Avant de comprendre qu’elles n’avaient pas le temps pour les jeux de domination , et de pouvoirs. Else avait d’ores et déjà cédé la moitié des droits des marque-pages, ainsi que ceux du livre à sa tante. Elle n’avait conservé l’autre moitié que pour la protéger de tout risque de spoliation: sa tante n’avait jamais su se défendre. Le véritable interêt n’était ni monnétaire, ni commercial, c’était le temps qu’elles avaient passé ensemble et que ce travail formalisait.
Or la valeur travail n’était plus une monnaie d’échange prisée dans un monde post-moderne. L’ IA était en train de la remplacer par l’ utilité sociale. Et le terme social n’avait rien de social: il était devenu un moyen de fédérer une communauté de surnuméraires et de l’influencer.
Quant aux surnuméraires, dans un contexte de raréfactions des ressources et de surpopulation…eh bien, ils mourraient.

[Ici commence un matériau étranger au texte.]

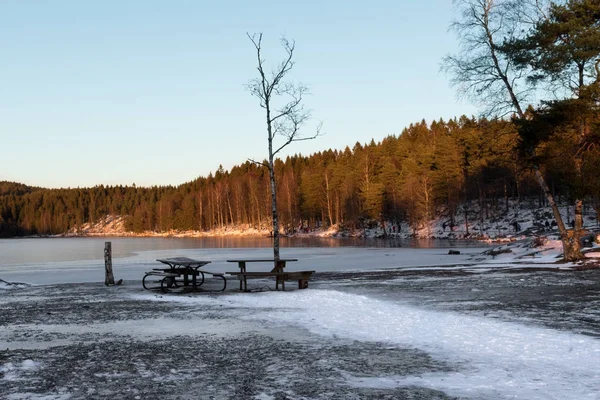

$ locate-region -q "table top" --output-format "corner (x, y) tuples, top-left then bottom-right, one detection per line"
(227, 258), (298, 263)
(156, 257), (210, 267)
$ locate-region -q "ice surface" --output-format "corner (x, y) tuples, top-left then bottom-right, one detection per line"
(136, 289), (600, 400)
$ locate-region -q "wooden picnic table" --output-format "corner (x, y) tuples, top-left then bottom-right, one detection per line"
(227, 258), (315, 292)
(142, 257), (227, 293)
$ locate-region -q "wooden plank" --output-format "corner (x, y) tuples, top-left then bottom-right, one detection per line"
(227, 258), (298, 263)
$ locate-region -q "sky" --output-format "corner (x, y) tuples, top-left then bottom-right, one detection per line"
(0, 0), (478, 188)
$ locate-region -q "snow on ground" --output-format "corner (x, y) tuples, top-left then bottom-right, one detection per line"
(132, 290), (600, 400)
(0, 240), (600, 400)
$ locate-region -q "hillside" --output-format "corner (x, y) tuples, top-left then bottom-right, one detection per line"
(65, 198), (600, 241)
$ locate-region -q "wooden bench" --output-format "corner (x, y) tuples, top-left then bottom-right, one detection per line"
(227, 271), (315, 292)
(142, 270), (179, 293)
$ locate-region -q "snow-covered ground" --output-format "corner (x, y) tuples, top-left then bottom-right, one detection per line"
(0, 241), (600, 400)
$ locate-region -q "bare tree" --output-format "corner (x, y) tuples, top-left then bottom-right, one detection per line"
(247, 33), (320, 260)
(443, 0), (576, 255)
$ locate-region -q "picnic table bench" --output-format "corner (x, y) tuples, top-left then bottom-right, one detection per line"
(227, 258), (315, 292)
(142, 257), (227, 293)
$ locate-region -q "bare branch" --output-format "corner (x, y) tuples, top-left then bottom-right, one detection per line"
(247, 158), (271, 169)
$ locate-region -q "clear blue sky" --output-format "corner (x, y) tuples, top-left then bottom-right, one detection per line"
(0, 0), (477, 187)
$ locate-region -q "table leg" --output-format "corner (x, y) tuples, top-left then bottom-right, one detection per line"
(239, 261), (248, 292)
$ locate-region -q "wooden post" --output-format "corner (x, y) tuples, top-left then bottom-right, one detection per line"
(104, 242), (115, 286)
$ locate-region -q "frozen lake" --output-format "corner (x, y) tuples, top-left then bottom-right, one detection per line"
(0, 239), (600, 400)
(0, 237), (485, 284)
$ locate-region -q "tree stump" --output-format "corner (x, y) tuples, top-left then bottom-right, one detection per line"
(104, 242), (115, 286)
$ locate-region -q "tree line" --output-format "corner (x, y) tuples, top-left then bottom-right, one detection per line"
(0, 116), (584, 237)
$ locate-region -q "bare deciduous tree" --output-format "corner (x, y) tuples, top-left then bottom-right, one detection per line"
(247, 33), (320, 259)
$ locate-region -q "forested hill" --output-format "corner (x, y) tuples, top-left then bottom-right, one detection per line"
(0, 117), (600, 237)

Un peu plus souvent et rapidement, que ceux dont l’utilité sociale avait été adoubée. Sans tomber dans le constatisme, il y avait eu une épidémie notable de cancers et AVC, maladies non contagieuses, ces derniers temps.
Else s’était rendu utile, à sa manière propre. Non parce qu’elle écrivait des livres jugés remarquables, faisant d’elle une identité remarquable, mais parce qu’elle avait compris qu’ elle n’avait pas le temps, et en tissant un lien textuel ou textile, mais surtout immuable avec sa tante malade, était justé allée, tout droit, à l’essentiel.